You might be thinking, “Fine, fine! I’ve had enough of your syllogisms and I am convinced! But what is a “disjunctive, exploratory” bibliography as opposed to a normal bibliography?” In reverse order, “exploratory” simply communicates that this sort of bibliography precedes the paper to which it will eventually be attached–very much the opposite of the normal way writers assemble bibliographies after a paper has been written by collecting their footnotes or in-text citations. What a “disjunctive” bibliography might be is a little less transparent.
Writers–especially those in academia–strive to provide a logical “flow” from a claim to evidence, to a rebuttal, and finally to that initial claim’s consequence which is the next claim–the smoother the logical flow, the easier the paper is to follow and the better it communicates. This logical flow is difficult to create without a firm grasp of what one intends to argue, the evidence for it, the likely retorts, and the consequences at stake–that is, without the things that are provided by early analysis. However, frequently such treatments are either too vague and abstract to be compelling or have failed to consider their entailments or the arguments that might be leveled against them and so are untenable or easily defeated. A disjunctive bibliography breaks the argument into its component parts and researches each as an isolated question before those parts are strung together into a cohesive argument.
For example, my thesis relates to the question of intentionality as a quality of a work that plays a controlling role in that work’s interpretation even to the point of implying an ethical component within hermeneutics as it relates to appropriation. A disjunctive approach suggests that I should divide my labor into the following areas of study:
meaning: What is a workable theory of meaning? How can one thing refer to mean something else? How is meaning established or participated in?
intention: What is a workable theory of intending? How can intending be a quality of the object intended? At what level does this sort of intending function: the broad level of “beliefs or desires,” the narrower level of “actions taken with regard to those beliefs or desires,” or the way in which the consequences of actions as intentions may be interpreted in a work.”
author: What is workable theory of the author? How can the author’s intention play a controlling role in her work’s interpretation? What is the role of the audience in the interpretation of a work?
appropriation: What is appropriated: form, content, or intent? The possibility of multiple authors/ collaborators?
ethics: What is an author’s responsibility to existing works, other authors, and audiences?

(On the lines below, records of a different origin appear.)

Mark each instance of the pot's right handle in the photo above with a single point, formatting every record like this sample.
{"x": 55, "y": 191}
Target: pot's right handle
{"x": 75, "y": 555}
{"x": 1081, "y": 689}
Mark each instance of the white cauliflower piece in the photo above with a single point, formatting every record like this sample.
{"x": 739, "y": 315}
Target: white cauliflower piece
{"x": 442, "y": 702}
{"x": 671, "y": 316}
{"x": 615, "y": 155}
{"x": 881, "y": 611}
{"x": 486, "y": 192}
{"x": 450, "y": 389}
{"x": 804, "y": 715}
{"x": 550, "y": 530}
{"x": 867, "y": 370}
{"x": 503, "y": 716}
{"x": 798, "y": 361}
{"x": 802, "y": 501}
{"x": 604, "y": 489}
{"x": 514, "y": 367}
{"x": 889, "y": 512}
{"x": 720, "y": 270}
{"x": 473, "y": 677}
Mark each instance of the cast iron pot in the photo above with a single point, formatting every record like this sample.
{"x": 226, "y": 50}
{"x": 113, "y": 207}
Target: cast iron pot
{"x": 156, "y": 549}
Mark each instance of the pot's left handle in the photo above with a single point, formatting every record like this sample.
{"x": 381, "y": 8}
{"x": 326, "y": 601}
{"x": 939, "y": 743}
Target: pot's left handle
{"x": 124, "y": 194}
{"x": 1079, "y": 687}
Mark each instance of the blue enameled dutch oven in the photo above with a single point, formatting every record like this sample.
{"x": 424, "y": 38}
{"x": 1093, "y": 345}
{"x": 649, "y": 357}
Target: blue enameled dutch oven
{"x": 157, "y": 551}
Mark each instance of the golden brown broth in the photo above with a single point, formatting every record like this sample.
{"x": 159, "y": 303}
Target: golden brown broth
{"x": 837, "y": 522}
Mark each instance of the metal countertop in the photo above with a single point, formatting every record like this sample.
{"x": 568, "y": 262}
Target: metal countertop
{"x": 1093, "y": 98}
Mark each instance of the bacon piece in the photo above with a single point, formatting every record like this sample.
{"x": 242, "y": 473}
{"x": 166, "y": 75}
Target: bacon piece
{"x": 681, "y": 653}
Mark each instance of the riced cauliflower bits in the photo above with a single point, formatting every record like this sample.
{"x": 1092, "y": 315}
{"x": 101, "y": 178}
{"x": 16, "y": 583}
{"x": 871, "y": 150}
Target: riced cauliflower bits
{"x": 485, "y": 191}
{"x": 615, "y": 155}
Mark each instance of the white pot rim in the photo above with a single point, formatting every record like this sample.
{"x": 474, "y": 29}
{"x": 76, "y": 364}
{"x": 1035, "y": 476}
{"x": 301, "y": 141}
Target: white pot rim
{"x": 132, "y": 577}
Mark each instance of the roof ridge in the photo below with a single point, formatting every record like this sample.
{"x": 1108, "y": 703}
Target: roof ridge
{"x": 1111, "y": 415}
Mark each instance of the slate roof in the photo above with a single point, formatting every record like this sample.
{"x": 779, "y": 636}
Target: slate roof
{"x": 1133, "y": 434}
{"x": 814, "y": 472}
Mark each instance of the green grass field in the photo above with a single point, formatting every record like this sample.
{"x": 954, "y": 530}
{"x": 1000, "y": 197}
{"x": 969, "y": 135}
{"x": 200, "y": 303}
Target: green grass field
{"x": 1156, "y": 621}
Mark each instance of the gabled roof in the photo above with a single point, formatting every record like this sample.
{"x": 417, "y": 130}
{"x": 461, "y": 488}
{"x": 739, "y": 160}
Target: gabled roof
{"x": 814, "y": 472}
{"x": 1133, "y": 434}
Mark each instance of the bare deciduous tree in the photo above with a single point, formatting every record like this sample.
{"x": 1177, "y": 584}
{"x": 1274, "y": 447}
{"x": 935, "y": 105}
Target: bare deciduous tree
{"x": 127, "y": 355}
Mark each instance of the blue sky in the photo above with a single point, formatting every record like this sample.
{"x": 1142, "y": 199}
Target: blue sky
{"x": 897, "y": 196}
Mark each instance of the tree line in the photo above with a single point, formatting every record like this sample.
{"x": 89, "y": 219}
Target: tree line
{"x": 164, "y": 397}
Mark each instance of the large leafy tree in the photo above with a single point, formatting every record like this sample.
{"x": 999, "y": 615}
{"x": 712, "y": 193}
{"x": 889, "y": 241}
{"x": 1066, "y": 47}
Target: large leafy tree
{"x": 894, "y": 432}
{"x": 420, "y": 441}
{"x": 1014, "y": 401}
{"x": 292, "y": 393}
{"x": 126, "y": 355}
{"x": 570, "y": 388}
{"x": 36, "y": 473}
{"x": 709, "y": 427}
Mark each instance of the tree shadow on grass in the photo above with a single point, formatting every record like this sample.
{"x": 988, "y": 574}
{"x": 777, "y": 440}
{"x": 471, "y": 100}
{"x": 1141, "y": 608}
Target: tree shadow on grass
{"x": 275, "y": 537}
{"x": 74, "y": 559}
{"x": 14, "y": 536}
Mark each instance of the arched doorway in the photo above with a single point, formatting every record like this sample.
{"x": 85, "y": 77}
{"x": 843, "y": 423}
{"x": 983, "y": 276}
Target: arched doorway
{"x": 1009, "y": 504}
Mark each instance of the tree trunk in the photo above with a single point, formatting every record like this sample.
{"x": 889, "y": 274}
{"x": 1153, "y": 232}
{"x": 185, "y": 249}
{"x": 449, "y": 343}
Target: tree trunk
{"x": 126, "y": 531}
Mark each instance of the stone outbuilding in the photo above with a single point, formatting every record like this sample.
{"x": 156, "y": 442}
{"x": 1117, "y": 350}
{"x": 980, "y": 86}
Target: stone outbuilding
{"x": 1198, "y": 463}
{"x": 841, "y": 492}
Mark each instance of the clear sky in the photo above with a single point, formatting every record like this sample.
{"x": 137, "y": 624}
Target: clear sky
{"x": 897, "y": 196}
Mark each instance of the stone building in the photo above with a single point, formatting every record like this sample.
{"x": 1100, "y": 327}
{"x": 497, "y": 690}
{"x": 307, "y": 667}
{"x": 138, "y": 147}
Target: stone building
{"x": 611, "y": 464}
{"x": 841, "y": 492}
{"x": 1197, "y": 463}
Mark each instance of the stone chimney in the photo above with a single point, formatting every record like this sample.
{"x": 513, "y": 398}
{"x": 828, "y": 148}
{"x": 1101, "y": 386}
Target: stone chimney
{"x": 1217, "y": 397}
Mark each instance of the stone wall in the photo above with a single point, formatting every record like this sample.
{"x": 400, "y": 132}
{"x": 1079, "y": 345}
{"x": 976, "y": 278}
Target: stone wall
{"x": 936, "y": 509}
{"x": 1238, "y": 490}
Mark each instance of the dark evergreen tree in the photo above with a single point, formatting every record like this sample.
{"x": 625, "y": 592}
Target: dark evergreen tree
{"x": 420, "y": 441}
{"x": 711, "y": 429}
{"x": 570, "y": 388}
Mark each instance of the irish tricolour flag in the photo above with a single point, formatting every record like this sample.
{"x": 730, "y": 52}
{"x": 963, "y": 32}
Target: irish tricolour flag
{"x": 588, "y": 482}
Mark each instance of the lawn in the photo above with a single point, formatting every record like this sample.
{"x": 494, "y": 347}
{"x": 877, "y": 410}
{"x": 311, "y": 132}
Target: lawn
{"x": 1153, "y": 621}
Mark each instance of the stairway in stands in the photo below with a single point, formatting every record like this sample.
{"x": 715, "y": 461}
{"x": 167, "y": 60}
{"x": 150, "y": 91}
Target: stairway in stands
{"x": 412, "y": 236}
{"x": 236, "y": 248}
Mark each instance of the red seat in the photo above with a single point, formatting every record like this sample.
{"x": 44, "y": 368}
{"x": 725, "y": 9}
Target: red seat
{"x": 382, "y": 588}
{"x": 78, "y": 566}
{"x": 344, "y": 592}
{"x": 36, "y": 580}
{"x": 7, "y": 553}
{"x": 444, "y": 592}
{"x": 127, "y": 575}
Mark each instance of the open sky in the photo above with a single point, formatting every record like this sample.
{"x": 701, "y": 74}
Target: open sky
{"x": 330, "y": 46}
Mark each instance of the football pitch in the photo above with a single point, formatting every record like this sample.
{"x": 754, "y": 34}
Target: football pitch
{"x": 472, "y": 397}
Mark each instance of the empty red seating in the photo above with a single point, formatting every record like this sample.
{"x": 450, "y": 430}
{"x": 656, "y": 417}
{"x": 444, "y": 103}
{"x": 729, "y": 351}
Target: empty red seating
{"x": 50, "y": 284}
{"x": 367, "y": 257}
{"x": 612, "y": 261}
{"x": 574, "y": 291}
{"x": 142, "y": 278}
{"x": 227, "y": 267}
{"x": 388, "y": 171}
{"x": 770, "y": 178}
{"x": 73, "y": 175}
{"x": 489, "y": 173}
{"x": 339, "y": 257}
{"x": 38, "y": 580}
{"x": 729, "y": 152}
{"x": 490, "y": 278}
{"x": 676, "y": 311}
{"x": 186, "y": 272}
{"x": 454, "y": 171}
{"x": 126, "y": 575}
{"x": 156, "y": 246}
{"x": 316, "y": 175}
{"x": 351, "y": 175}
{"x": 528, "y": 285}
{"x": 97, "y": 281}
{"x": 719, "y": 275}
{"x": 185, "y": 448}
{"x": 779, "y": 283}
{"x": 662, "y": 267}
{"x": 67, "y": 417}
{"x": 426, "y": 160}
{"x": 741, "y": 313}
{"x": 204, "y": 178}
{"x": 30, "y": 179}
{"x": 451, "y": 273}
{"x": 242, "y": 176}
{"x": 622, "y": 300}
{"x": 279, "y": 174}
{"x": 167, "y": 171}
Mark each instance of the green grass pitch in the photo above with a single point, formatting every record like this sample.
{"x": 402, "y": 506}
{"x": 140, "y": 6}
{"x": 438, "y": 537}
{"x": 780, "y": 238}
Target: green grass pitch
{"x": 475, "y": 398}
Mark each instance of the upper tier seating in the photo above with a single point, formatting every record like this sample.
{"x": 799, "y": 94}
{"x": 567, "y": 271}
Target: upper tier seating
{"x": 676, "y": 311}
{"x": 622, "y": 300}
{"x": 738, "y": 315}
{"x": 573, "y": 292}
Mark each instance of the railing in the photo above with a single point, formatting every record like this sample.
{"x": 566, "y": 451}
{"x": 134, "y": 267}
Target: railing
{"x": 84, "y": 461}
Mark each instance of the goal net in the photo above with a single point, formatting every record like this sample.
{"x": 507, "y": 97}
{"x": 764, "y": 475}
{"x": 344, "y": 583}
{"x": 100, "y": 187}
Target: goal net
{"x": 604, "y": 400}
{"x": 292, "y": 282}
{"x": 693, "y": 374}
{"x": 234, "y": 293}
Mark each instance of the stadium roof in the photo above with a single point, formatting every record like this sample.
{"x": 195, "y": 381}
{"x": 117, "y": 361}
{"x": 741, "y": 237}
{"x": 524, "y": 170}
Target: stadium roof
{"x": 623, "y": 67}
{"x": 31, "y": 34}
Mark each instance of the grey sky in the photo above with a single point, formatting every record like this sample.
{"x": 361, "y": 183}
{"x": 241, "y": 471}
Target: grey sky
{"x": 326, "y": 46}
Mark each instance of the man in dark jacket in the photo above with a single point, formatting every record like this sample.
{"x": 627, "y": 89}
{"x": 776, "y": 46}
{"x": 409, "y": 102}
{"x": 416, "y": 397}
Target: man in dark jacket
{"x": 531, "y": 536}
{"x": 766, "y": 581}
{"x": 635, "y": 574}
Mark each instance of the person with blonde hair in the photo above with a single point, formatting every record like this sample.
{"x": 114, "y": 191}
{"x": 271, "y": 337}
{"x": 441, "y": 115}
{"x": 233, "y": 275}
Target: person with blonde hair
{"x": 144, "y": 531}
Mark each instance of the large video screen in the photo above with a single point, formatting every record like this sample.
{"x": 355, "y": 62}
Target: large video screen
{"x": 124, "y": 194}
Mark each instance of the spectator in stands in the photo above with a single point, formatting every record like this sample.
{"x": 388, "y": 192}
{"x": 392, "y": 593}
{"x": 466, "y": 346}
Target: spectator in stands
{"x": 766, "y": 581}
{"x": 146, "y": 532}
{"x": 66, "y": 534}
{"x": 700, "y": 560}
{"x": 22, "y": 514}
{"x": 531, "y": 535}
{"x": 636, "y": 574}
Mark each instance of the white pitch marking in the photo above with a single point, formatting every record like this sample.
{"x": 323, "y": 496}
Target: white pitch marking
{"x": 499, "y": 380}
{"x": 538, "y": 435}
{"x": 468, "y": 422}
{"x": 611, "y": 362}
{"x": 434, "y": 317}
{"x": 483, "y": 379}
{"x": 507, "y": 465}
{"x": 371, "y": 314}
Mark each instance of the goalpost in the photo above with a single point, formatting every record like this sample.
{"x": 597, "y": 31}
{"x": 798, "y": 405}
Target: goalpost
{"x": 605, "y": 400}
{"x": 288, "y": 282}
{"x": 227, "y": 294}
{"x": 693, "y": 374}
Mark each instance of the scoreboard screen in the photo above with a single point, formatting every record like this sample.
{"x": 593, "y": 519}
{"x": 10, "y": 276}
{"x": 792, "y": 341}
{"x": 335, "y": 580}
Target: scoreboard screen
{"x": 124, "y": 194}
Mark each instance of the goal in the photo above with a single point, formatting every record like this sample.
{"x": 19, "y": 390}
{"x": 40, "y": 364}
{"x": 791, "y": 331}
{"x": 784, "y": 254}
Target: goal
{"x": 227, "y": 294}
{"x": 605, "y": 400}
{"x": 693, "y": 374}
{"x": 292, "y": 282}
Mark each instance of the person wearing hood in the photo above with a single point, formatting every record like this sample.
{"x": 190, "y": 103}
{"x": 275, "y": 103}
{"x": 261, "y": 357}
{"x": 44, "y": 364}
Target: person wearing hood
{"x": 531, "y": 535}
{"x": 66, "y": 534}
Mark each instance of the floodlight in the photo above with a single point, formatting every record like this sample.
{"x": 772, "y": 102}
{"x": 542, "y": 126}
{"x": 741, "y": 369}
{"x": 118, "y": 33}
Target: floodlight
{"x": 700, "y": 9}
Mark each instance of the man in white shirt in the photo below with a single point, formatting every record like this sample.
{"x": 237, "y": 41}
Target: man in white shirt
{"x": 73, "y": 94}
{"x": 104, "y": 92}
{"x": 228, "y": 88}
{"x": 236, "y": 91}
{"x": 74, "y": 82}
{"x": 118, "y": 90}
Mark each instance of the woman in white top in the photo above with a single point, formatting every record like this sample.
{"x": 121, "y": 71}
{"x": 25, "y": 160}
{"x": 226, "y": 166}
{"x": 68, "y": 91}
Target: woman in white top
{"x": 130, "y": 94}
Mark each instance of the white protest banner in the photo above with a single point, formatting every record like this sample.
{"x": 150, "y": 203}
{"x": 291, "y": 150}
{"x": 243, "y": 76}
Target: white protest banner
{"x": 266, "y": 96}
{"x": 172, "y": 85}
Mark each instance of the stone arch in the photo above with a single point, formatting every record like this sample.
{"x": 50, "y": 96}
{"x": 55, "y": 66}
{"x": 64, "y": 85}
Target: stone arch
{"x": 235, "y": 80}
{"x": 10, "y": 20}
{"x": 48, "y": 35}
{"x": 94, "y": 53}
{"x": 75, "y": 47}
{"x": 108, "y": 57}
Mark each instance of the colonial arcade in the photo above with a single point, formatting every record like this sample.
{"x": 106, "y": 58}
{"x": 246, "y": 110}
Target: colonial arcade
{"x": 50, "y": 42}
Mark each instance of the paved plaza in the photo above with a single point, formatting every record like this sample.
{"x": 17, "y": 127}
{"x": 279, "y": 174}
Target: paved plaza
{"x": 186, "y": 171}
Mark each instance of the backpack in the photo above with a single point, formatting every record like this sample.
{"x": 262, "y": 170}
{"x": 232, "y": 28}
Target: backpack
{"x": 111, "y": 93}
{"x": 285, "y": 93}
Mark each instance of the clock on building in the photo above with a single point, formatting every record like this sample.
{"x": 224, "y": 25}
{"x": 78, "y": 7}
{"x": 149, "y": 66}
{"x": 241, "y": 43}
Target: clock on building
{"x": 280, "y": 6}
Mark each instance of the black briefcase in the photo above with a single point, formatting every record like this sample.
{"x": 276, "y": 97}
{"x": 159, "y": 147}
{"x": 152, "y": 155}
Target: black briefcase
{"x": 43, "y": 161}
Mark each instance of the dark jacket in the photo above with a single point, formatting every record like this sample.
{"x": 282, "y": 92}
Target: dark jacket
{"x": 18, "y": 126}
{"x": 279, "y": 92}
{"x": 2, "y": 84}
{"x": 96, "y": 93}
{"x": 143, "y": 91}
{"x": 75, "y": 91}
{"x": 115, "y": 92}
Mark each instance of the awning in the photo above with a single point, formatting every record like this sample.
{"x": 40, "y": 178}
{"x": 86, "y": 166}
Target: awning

Little imagination is necessary to see that within each of these topics there are several broad research question: what theories exist, 2) which is amenable to the claim I intend to make, 3) how do the entailments of any given theory conflict with other theories within the four other spheres, and 4) what evidence can be marshaled in defense of that theory? Another consideration is how “main stream” or “fringe” the given theory is–since widely accepted theories will require less justification than fringe conceptions.
So, there is my homework for the next three weeks: to answer these questions with the resources available and use the resulting bibliography to craft an outline.